The postcards have been a gift. The love and tenderness revealed in Laszlo’s writings to Elizabeth have helped me redefine my relationship to my grandmother and introduced me to the grandfather I’d always longed to know. More important, the postcards gave me a deeper and more nuanced understanding of the complex machinery behind the Holocaust in Hungary.


Owens Exposed

To the Editor:
Christine Rosen did an excellent job pointing out the many degeneracies of Candace Owens, and I thank her for elucidating Owen’s status as a grifter (“The Hateful Candace Owens,” April). I’ve been concerned about the recent reemergence of the nationalist groyper movement as spearheaded by Owens’s “Christ is King” blasphemy.

Owens and her ilk are using their Christianity as a bludgeon against Jews, which allows anti-Semites who are not even Christian, such as Andrew Tate, to parrot their verbiage.

Yes, Christianity is a proselytizing religion. But if you go to the virtual doorstep of Jews and continually proclaim “Christ is King” while also using it as an argument to validate your viewpoints, you’re using your religion as a cudgel. And when you do that while specifically targeting Jews, you might as well grab a tiki torch and head to Charlottesville.

Additionally, Owens and Tucker Carlson are populists, not conservatives. Their rhetoric and misunderstanding of the American dream make them more akin to Bernie Sanders, not Ben Shapiro. The Am-erican dream is to reject victimhood status, tell the government, “Don’t help me, I can help myself,” and to overcome every obstacle in the way.

That reveals the danger of right-wing populism versus conservatism.
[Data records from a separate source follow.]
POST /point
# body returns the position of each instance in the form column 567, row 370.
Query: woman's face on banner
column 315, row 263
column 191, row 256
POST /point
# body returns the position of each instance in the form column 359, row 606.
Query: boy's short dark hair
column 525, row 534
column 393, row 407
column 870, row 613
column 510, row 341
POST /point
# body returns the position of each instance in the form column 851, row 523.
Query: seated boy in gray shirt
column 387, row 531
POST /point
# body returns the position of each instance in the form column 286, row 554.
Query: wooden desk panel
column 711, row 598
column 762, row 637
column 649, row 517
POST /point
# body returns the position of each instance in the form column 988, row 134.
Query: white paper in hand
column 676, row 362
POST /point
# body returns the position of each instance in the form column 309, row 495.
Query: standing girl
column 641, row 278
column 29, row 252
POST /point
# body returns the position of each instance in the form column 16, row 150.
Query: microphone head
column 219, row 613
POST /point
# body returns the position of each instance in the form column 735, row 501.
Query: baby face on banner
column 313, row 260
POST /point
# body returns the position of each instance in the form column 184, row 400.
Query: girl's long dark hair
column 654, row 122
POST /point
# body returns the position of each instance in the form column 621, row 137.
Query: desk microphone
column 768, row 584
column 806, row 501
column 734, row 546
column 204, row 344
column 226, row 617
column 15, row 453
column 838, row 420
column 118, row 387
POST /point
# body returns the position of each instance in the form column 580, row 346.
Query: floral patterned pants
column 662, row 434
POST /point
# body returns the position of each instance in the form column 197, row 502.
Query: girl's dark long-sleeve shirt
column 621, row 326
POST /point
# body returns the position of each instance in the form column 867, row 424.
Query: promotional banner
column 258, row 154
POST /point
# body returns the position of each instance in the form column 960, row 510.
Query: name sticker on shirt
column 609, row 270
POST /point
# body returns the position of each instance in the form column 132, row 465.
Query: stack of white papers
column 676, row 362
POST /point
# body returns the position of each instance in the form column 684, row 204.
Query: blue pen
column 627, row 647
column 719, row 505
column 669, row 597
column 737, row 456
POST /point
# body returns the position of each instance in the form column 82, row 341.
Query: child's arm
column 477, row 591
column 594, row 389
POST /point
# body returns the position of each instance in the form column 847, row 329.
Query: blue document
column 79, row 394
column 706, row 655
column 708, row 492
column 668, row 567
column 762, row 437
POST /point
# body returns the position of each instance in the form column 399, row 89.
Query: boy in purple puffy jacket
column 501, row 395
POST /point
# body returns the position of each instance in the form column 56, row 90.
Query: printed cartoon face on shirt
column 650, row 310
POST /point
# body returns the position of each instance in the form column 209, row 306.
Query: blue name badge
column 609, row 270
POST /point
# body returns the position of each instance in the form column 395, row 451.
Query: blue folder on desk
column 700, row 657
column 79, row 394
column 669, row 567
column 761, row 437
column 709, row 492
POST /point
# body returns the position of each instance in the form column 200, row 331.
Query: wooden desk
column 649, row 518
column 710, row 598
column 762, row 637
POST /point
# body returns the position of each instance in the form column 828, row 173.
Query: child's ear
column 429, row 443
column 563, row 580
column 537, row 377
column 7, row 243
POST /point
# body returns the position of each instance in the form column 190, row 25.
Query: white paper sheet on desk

Populism wants the government to swoop in and fix issues, and if they don’t get fixed, then there must be some cabal holding Americans down. Those on the right who promulgate such ideas invariably end up doing two things: playing the victim and heading full speed into anti-Semitism.

Why? Because they love conspiracy theories, and Jew-hatred is the oldest conspiracy theory of them all.
Jake Donnelly
Swampscott, Massachusetts

To the Editor:
I enjoyed, and agree with, Christine Rosen’s column on Candace Owens. Even when she has expressed an opinion with which I agree, she has always tagged on a grievance factor. In fact, “grievance” is the word that first comes to mind when I hear about Candace Owens. She has brought to the conservative side the very thing that we most detest from the left. She also funnels her commentary into her own personal sense of persecution. Owens posted, “I’m finally free,” after her announced separation from the Daily Wire. Free from what? People can think what they like about the Daily Wire, but I can’t imagine how working there would constitute an actual oppression.
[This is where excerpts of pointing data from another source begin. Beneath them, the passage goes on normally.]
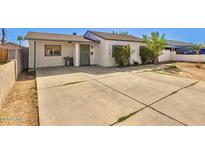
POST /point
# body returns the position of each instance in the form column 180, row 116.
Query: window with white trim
column 52, row 50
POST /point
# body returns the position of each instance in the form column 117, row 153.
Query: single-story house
column 94, row 48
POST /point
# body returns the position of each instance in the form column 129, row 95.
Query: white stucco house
column 94, row 48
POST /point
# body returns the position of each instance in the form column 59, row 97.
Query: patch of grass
column 173, row 66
She does seem to know what to say to work herself into people’s good graces or to appeal to their sense of injustice. Whether or not this is calculating or subconscious, she doesn’t contribute to a long-term harmonious workplace. To say the least.
Marlene Stemme
Greenville, South Carolina

Christine Rosen writes:
Jack Donnelly is correct to distinguish between populists and conservatives, something many journalists fail to do in their reporting. He is also spot-on in noting the distinction between the beliefs of Christians and the “Christ is King” contingent. The latter, including Candace Owens, use their faith as a bludgeon and as a way to signal their anti-Semitism. Today, it is common for some people on the right immediately to pivot and proclaim victimhood when critics point out their noxious views and behavior, a trick Owens perfected during her tenure at the Daily Wire.
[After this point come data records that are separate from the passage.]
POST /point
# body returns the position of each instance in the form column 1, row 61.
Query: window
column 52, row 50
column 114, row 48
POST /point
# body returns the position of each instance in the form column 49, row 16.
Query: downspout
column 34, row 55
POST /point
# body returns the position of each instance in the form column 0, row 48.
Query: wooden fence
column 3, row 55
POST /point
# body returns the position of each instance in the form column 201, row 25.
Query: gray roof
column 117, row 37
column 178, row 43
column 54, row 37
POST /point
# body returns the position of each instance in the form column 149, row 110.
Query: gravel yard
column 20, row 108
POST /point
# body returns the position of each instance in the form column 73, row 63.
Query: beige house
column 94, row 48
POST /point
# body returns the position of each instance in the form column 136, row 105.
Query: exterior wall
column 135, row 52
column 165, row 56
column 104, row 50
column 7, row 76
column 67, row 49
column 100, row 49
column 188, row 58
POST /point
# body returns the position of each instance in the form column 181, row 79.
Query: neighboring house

Likewise, Marlene Stemme helpfully notes that, even before she dove headfirst into anti-Semitic ranting, Owens’s brand was built on grievance, which until recently was a hallmark of a left-wing victim culture and sensibility. A healthy conservatism does not disregard victims (such as the millions of people who suffered under Communist regimes), but it has usually rejected the hyper-individualistic effort to valorize victimhood. The fact that so many people, even on the right, now find victimhood appealing is not a positive development in our culture.